Einleitung: Augustin – Prototyp des abendländischen Geistes von schöpferischer Universalität. Quellensituation

Augustin, Kirchenvater, Bischof, Philosoph, Rhetoriker und Schriftsteller im ausgehenden griechisch-römischen Altertum - was könnte von ihm noch gesagt und gerühmt werden, das nicht schon auf alle erdenkliche Weise gesagt und gerühmt wurde? Nicht darum geht es, dem vielen, was in zahllosen Abhandlungen, Einzel- und Gesamtdarstellungen Kluges und Gescheites niedergelegt wurde, Neues hinzuzufügen. Die Geistestiefe des Mannes auszuloten - gewiß ein vergebliches Unterfangen. All die Jahrhunderte haben sich seither daran versucht. Auch in Zukunft wird es nicht an großen Geistern fehlen, die, von der Mannigfaltigkeit seines Talents bezaubert, mit wahrhaft Augustinischem Impetus darangehen, es zu begreifen, ja, unter Umständen als echte Augustinisten nicht zögern, darin ihre Lebensaufgabe zu sehen.

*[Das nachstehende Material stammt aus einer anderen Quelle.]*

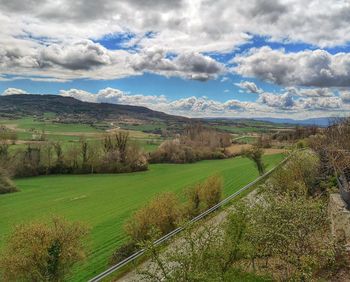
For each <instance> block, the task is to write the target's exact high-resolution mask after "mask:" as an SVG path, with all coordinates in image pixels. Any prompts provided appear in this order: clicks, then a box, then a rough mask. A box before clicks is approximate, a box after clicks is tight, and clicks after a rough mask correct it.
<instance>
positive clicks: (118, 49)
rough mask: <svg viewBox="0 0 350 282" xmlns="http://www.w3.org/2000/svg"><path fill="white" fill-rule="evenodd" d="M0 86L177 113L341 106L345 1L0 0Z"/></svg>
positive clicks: (349, 61)
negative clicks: (149, 108) (131, 105)
mask: <svg viewBox="0 0 350 282" xmlns="http://www.w3.org/2000/svg"><path fill="white" fill-rule="evenodd" d="M0 26H1V29H0V95H16V94H28V93H29V94H53V95H62V96H69V97H74V98H76V99H80V100H82V101H88V102H94V103H101V102H106V103H117V104H130V105H139V106H146V107H149V108H151V109H154V110H159V111H163V112H166V113H170V114H178V115H184V116H189V117H232V118H236V117H249V118H254V117H280V118H287V117H288V118H295V119H305V118H314V117H332V116H346V115H349V113H350V2H349V1H347V0H329V1H322V0H309V1H304V0H250V1H243V0H215V1H214V0H187V1H185V0H168V1H163V0H125V1H124V0H84V1H83V0H76V1H70V0H55V1H54V0H27V1H22V0H11V1H9V0H0Z"/></svg>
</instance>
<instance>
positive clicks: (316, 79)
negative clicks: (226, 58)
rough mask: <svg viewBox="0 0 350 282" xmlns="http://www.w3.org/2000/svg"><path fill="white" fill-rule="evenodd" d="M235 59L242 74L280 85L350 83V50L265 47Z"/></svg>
mask: <svg viewBox="0 0 350 282" xmlns="http://www.w3.org/2000/svg"><path fill="white" fill-rule="evenodd" d="M233 62H234V63H236V64H237V66H236V67H235V68H234V70H235V71H236V72H237V73H238V74H240V75H243V76H251V77H257V78H259V79H262V80H264V81H268V82H271V83H275V84H279V85H286V86H315V87H337V86H338V87H347V86H350V67H349V66H350V53H337V54H335V55H332V54H330V53H328V52H327V51H324V50H314V51H309V50H306V51H300V52H297V53H286V52H285V51H284V50H282V49H280V50H272V49H271V48H270V47H262V48H260V49H252V50H251V51H250V52H249V53H248V54H245V55H241V56H237V57H235V58H234V59H233Z"/></svg>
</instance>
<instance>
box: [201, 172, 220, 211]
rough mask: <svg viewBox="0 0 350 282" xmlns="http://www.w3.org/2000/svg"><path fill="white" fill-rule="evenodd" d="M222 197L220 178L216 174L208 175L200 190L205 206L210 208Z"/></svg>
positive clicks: (213, 205) (201, 196)
mask: <svg viewBox="0 0 350 282" xmlns="http://www.w3.org/2000/svg"><path fill="white" fill-rule="evenodd" d="M221 197H222V178H221V177H220V176H218V175H214V176H211V177H209V178H208V179H207V180H206V181H205V182H204V183H203V188H202V190H201V198H202V201H203V202H204V203H205V205H206V208H211V207H213V206H215V205H216V204H217V203H219V202H220V200H221Z"/></svg>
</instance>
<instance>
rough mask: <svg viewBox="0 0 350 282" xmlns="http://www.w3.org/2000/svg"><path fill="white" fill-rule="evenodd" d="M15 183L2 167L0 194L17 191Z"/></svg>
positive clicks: (0, 176) (9, 192) (0, 170)
mask: <svg viewBox="0 0 350 282" xmlns="http://www.w3.org/2000/svg"><path fill="white" fill-rule="evenodd" d="M17 191H18V189H17V187H16V186H15V184H14V183H13V182H12V181H11V180H10V178H9V177H8V176H7V174H6V172H5V171H3V170H1V169H0V194H6V193H13V192H17Z"/></svg>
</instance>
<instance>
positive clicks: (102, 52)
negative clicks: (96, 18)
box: [39, 40, 111, 70]
mask: <svg viewBox="0 0 350 282" xmlns="http://www.w3.org/2000/svg"><path fill="white" fill-rule="evenodd" d="M39 58H40V63H41V65H42V66H44V67H46V66H49V65H52V64H54V65H58V66H61V67H64V68H67V69H69V70H89V69H91V68H95V67H100V66H103V65H108V64H111V57H110V54H109V53H108V51H107V50H106V49H105V48H104V47H103V46H101V45H100V44H97V43H93V42H91V41H88V40H86V41H81V42H77V43H75V44H72V45H67V46H66V45H63V46H62V45H56V44H53V45H50V46H49V47H47V48H44V49H43V50H42V51H41V52H40V56H39Z"/></svg>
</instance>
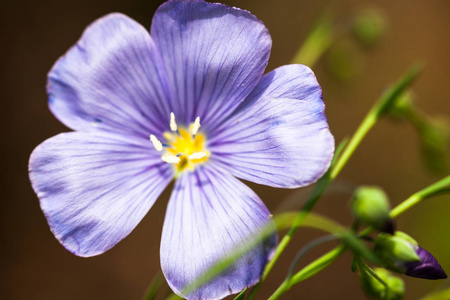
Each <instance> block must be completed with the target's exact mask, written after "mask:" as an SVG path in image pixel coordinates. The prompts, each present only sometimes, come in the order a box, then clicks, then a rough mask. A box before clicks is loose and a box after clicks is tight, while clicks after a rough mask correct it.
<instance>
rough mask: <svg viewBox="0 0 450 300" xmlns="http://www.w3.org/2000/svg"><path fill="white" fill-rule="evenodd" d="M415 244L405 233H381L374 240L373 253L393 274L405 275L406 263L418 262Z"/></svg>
mask: <svg viewBox="0 0 450 300" xmlns="http://www.w3.org/2000/svg"><path fill="white" fill-rule="evenodd" d="M418 248H419V246H418V244H417V242H416V241H415V240H414V239H413V238H411V237H410V236H409V235H407V234H406V233H403V232H400V231H397V232H396V233H395V235H391V234H388V233H381V234H379V235H378V237H377V238H376V240H375V248H374V253H375V255H377V256H378V257H379V258H380V259H381V260H382V261H383V262H384V264H385V266H386V267H387V268H388V269H390V270H392V271H395V272H399V273H405V272H406V271H407V269H408V268H407V265H406V264H407V263H411V262H419V261H420V258H419V256H418V255H417V249H418Z"/></svg>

Nein, nicht Augustins Geistesschaffen soll uns beschäftigen. Sein Leben und Wirken, das biographische Substrat, auf dem ein solcher Geist sich zu solcher Größe erhoben hat, ist wahrlich bedeutend genug und verdient es, in seinem chronologischen Verlauf im einzelnen verfolgt zu werden. Daß dabei auch die intellektuelle Seite des Mannes, kristallisiert in seinen schriftstellerischen Großtaten, in unser Blickfeld tritt und nicht unbeachtet bleibt - nur recht und billig, soweit sich eben darin jeweils seine Lebenswelt in sinnfällig-bedeutsamer Weise ausspricht und abbildet. Und es ist ja wahrlich ein Leben, dessen geistig-seelischen Bestandteile die physisch-materiellen weit überwiegen.

Der Riesenbau seines denkerischen Werkes [1], wenn denn einleitend noch ein Wort darauf verwendet werden soll, spricht fraglos für sich selber, allein schon kraft seiner schieren Größe. Noch jede Zeit steht staunend davor, ist wohl bemüht, ihr eigenes geistiges Vermögen daran zu erproben und neuzuvermessen. Unbedingte Wahrheitssuche und leidenschaftlicher Erkenntnisdrang - was ist kennzeichnender für ihn? Was befähigt ihn mehr, in seiner geistigen Leistung Geistesheroen wie Sokrates und Platon an die Seite gestellt zu werden, ja wie diese als Pioniere und Inbilder abendländischer Geisteskultur über die Zeiten hin machtvoll Bedeutung zu gewinnen?

Dem konkreten Lebensvollzug großer Gestalten aus griechisch-römischer Zeit nachzuspüren ist mangels eindeutig verifizierbarer Fakten nicht immer leicht. Nicht selten wetteifert, wie bei Sokrates, Fiktives, Legendarisch-Skurriles in elementarer Weise mit der historischen Wahrheit. Und nicht eben selten gerät dabei - wer hätte anderes erwartet - das rein Faktische ins Hintertreffen. Nicht so bei Augustin. Sein eigenes Schrifttum ist es, das in der Fülle biographisch relevanter Aussagen jeder Legendenbildung zuvorkommt. Die förmliche Lebensbeschreibung seines Schülers und Freundes Possidius [2], ein Jahr nach Augustins Tod verfaßt, tut bei aller verehrenden Darstellung des Meisters ein übriges, um uns davor zu bewahren, ihn selbst in seinem ganz realen Dasein und Befinden aus dem Blick zu verlieren.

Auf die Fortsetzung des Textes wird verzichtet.